On comprend dès la scène d’ouverture que le film est construit comme une réflexion humaine : Löcker y dévoile à une masseuse son angoisse à l’idée de retourner dans la maison de son enfance et passe d’un coup à une séquence au ralenti où l’on voit Irene et Werner jardiner ensemble au soleil – cueillir des fraises, tondre le gazon... La scène est apparemment idyllique, mais la réalisatrice l’interrompt brutalement et passe sans transition à une interview de ses parents où leur séparation l’un de l’autre est très manifeste.

Des deux, c’est Irene qui semble avoir le plus de regrets. Très vite, tandis qu’elle est amenée à repenser à des temps plus heureux, elle verse sa première larme. Werner, au contraire, est un livre fermé – mais Löcker lui laisse assez de temps à l’image pour que sa femeture apparaisse bel et bien, elle aussi, comme un mécanisme de survie.

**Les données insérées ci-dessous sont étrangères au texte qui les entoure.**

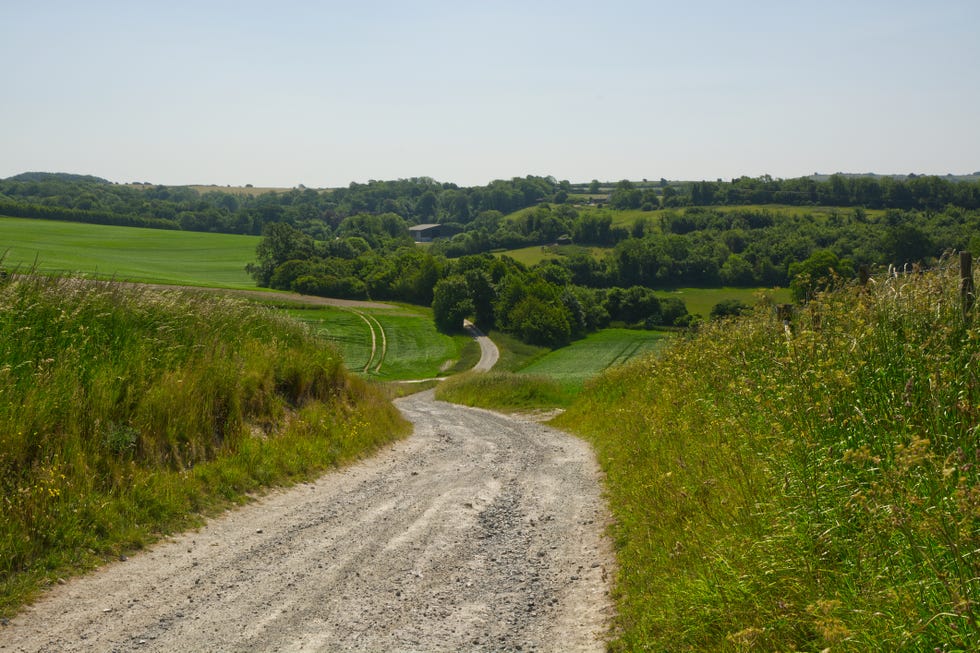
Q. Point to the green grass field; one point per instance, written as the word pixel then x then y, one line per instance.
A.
pixel 128 253
pixel 575 364
pixel 386 344
pixel 700 301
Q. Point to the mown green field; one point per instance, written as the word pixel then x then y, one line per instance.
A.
pixel 386 344
pixel 536 253
pixel 128 253
pixel 573 365
pixel 700 301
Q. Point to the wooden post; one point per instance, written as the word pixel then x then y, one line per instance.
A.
pixel 864 275
pixel 966 283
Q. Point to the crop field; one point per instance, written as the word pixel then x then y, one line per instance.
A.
pixel 573 365
pixel 700 301
pixel 385 344
pixel 536 253
pixel 128 253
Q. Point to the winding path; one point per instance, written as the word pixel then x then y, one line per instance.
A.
pixel 480 532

Si l’arrogance du septuagénaire ne le rend pas détestable, c’est qu’on voit facilement l’enfant en lui, l’homme aux plaisirs simples depuis trop longtemps prisonnier d’un mariage qui en a trop demandé de lui. Son incapacité juvénile à assumer toute responsabilité est d’autant plus évidente que Löcker alterne avec des scènes où l’on voit sa mère s’affairer dans la cuisine, au jardin, corroborant une réflexion méchante du père, qui suggère que la mère n’a que ses devoirs dans la vie. Irene, elle, répète constamment que “c’est comme ça”, ce qui trahit la plus totale résignation.

Le film de Löcker ne cherche pas à remettre en cause l’inexplicabilité de cet échec marital, ni la tristesse qui en résulte. On se demande, en revanche, comment il est possible qu’Irene et Werner aient pu un jour s’aimer, et pourquoi diable ils continuent de vivre ensemble. La réalisatrice trouve deux métaphores toutes prêtes pour soutenir son portrait d’un amour qui a depuis longtemps passé sa date de péremption : un plan aérien de la ville où vivent Irene et Werner qui montrent des grappes de maisons qui semblent n’avoir rien à voir les unes avec les autres, et la moisissure qui s’est emparée que la seconde maison des parents.

L’un des moments les plus drôles et exaspérants du film est justement la scène où Werner, qui ne veut pas entendre parler des effets de la moisissure de son logement sur sa santé, se fait dire par un expert que la maison n’est pas habitable, ce qui le laisse visiblement pantois. Et tandis que sa fille s’attarde sur ce plan, sur sa réaction, une discrète épiphanie se produit soudain chez l’homme au visage obstinément fermé. 

Ties That Bind a été produit par Mischief Films, comme les longs-métrages documentaires précédents d’Ivette Löcker.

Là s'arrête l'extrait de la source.